According to the instrumentalist position, on the other hand, scientific theories should not be viewed as attempts to describe the world; it is incorrect to speak of them as being true or false. Rather they are formal instruments (or conceptual schemes) which enable us to organize our experience and make successful predictions. According to the instrumentalist, we should not ask (as the realist insists we must) whether Dalton's atomic theory (or the theory of quarks) is true or false --that is, whether there really are Daltonian atoms (or quarks) and whether what the theory says about them is correct. What we should ask is whether Daltonian atoms (or quarks) are convenient fictions. Do they provide a useful conceptual tool for the classification and correlation of experimental results? From the instrumentalist point of view, the aim of science is to produce economical formalisms that are useful instruments for prediction.

Often when there is a conflict between science and the Bible, the parties will try to resolve it either by taking an instrumentalist approach to science or by treating the Bible as metaphor.

 

YOU SHOULD NOW READ GALILEO'S LETTER TO THE GRAND DUCHESS (including Drake's introduction). The following comments may help you analyze the various positions which are discussed.

Notes on Galileo's "Letter to the Grand Duchess Christina"

(Most of Drake's introduction is optional. However, do read at least pages 167-171.)

This letter, "concerning the use of Biblical quotations in matters of science," was intended to be circulated among influential people. Galileo hoped to persuade the authorities not to ban the Copernican theory.

As there was no word scientist at this time, Galileo often speaks of philosophers or mathematicians in contexts where we would tend to speak of scientists or mathematical physicists. It is a bit confusing, however, because his Aristotelian opponents who are not much interested in experiments are also called philosophers.

There are a wide variety of different positions which one could take regarding the relationship between science and the Bible. Here are some of them:

 

If a statement in the Bible and a scientific statement conflict, then:

 

1.One should always reject the scientific claim because the Bible is always literally true.

 

2.If the scientific claim is proved beyond doubt, then one should reinterpret the Biblical claim--Nature and the Bible must agree. However, the Bible always takes priority and the scientist who disagrees with the Bible must prove that he or she is right.
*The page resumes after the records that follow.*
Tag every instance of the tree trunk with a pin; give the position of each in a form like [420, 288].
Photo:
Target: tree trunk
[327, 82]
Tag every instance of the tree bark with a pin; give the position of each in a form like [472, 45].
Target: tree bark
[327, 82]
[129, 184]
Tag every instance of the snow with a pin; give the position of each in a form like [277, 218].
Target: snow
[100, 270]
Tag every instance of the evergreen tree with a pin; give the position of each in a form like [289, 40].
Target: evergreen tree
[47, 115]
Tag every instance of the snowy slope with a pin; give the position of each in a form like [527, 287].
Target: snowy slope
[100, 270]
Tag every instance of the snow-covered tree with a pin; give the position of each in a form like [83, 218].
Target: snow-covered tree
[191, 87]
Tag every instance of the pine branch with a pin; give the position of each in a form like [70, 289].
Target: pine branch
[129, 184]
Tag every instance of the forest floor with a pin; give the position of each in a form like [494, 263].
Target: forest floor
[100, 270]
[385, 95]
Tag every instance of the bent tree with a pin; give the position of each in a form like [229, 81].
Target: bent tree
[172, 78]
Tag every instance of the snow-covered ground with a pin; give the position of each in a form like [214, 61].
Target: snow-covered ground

3.The Bible is a better guide to the truth about matters of fact than is idle speculation. However, a well confirmed hypothesis (even if it is not proved) takes precedence over the Bible.

 

4.Scientists always completely ignore Biblical claims, because the Bible has no authority whatever on scientific matters. (It is the theologian who must resolve the inconsistency.)

As you read the "Letter," note which position is being discussed in each section.

Study Questions

1.Bring your chronological outline up to date.
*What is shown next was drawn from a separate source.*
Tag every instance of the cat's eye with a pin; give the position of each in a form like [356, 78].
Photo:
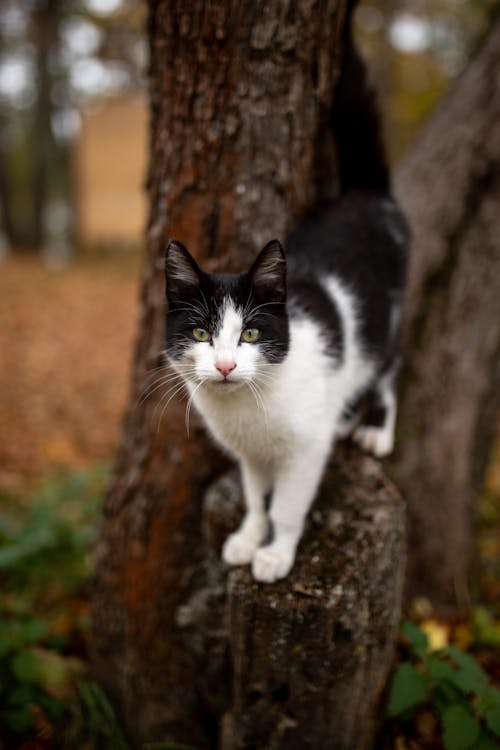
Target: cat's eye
[250, 335]
[201, 334]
2.Do the Review Questions at the end of Lecture VI. Ask your instructor about anything which is puzzling.

Written Assignment

1.Exercise A-4 in Chapter VI. (Reread pages 212-215 of the "Letter" before answering.)

2. a. Which of the four positions listed in my notes on the "Letter" does Galileo defend? (Or would you phrase it differently?) Does he slide back and forth between various positions in the course of the letter? If so, give quotations (including page numbers) illustrating each position which he adopts.
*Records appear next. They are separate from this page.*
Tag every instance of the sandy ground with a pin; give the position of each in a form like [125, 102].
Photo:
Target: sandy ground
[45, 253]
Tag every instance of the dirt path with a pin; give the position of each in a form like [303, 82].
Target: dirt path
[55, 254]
b.What was Cardinal Bellarmine's position? Give quotes to illustrate your summary.,

3.Does Galileo claim or hint that he has conclusive proof that the Copernican theory is correct? Is he cautious or bold on this matter? If bold, what is his evidence for saying Copernicus is correct? If cautious, why does he hold back?

4.Which of the following people in our story acted as if they
were realists (As defined above)? Which were instrumentalists? Or can you say? Defend your answer briefly:

Ptolemy, Copernicus, Osiander, Galileo, Tycho, Bellarmine.